Infowars host and noted conspiracy theorist Alex Jones had an over-the-top meltdown and refused to take responsibility for his role in spreading conspiracy theories about the 2012 Sandy Hook Elementary School shooting, which claimed the lives of 20 students between the ages of six and seven as well as six staff members.
But things took a strange turn after Jones claimed he had personally killed the children.
Jones made the claim during a sit-down interview with online journalist Andrew Callaghan—from YouTube's Channel 5 with Andrew Callaghan—saying he "went in that school, I pulled a gun out, and I shot every one of them myself."
You can hear Jones' remarks in the video below.
When asked if he felt personally responsible for the shooting, Jones said:
"Yes, I killed the children."
"No. I went in that school, I pulled a gun out, and I shot every one of them myself.
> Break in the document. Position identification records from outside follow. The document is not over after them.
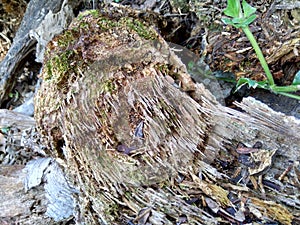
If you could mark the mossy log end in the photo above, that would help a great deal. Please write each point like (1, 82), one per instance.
(133, 141)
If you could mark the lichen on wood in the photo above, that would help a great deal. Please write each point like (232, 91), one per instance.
(137, 136)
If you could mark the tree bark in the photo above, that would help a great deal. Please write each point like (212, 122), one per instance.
(142, 148)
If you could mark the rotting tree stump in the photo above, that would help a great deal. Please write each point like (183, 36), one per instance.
(145, 145)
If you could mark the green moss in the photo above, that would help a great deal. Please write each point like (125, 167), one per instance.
(108, 86)
(58, 67)
(66, 39)
(139, 27)
(106, 24)
(93, 12)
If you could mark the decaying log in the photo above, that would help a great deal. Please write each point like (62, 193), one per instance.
(145, 145)
(41, 22)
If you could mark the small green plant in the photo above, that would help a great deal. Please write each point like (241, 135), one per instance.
(242, 16)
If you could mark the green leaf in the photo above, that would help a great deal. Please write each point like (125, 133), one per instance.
(251, 83)
(247, 9)
(296, 80)
(233, 9)
(248, 20)
(228, 21)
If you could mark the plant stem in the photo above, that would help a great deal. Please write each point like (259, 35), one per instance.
(290, 88)
(290, 95)
(259, 54)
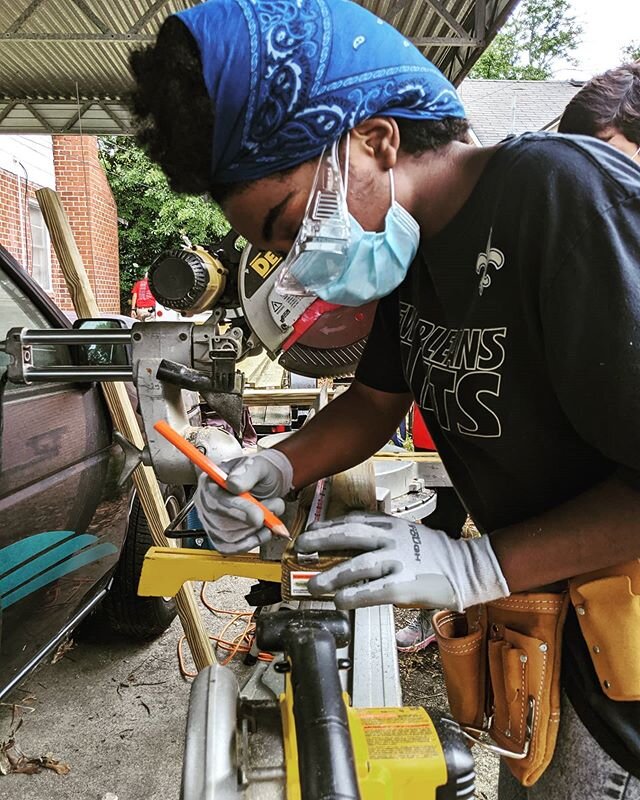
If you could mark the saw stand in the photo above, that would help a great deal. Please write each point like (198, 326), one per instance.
(163, 360)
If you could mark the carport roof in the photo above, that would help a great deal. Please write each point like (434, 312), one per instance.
(63, 63)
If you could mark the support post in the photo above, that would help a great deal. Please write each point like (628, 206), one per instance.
(124, 418)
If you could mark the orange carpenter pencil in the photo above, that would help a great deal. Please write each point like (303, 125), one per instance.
(275, 525)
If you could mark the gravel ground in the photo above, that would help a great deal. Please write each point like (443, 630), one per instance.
(115, 712)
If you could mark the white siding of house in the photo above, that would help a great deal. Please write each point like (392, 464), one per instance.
(34, 152)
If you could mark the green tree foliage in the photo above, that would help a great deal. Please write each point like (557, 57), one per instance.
(151, 217)
(631, 52)
(538, 34)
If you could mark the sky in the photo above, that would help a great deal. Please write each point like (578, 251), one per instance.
(608, 26)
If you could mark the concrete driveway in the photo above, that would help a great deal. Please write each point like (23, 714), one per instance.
(114, 711)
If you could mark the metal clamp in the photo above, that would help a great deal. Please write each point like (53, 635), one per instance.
(473, 735)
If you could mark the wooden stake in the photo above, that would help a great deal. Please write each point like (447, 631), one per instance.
(124, 419)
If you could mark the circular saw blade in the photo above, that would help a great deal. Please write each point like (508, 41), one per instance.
(331, 346)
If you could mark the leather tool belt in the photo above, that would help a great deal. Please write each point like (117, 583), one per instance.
(607, 604)
(502, 669)
(502, 661)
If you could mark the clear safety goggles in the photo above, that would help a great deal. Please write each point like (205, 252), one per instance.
(319, 253)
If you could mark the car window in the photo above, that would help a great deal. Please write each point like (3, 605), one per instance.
(18, 311)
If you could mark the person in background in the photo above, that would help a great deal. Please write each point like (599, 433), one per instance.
(143, 303)
(509, 286)
(608, 108)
I am guilty, it’s true."
"Do I feel responsible that someone that played shoot-em-up video games, on a bunch of drugs, went and killed a bunch of kids and then the internet questioned it, and I covered that?"
"I killed the kids."
When Callaghan interjected and shot down Jones' assertion he personally killed the children, Jones doubled down, saying:
"No I did! I killed them, I killed them. I've already admitted it, I killed them, I'm the bad guy, I'm the devil."
Footage of the interview went viral and Jones was swiftly criticized.
A jury decided last month Jones should pay $45 million in damages to Scarlett Lewis and Neil Heslin, whose six-year-old son Jesse Lewis was killed in the mass shooting. For years, Jones suggested the shooting could have been a false flag "staged event" and the victims and families were just "crisis actors."
In perhaps the trial's most striking moment, Lewis took the witness stand and declared "my son existed," a repudiation of a man who for years elevated conspiracy theories claiming the shooting never happened.
Lewis looked Jones right in the eye as she took him to task for repeatedly lying about the shooting on his program, saying even though she knows he believed her, "you're going to leave this court house and you're going to say it again on your show."
The Sandy Hook shooting—the deadliest mass shooting at a school in United States history—attracted a seemingly endless number of conspiracy theories about the event.
In April 2018, Jones was sued for defamation by three parents whose children were killed in the shooting. Jones said the shooting was "completely fake" and a "giant hoax" perpetrated by opponents of the Second Amendment.
Last year, Jones was ordered to pay damages and criticized by a judge for failing to hand over documents requested by the courts. In April 2022, three companies affiliated with Jones filed for Chapter 11 protection in U.S. Bankruptcy Court for the Southern District of Texas, according to court documents.
The move was widely perceived as a gambit to avoid paying damages in relation to defamation lawsuits from families of victims of the shooting.
Jones ultimately withdrew his bankruptcy filing.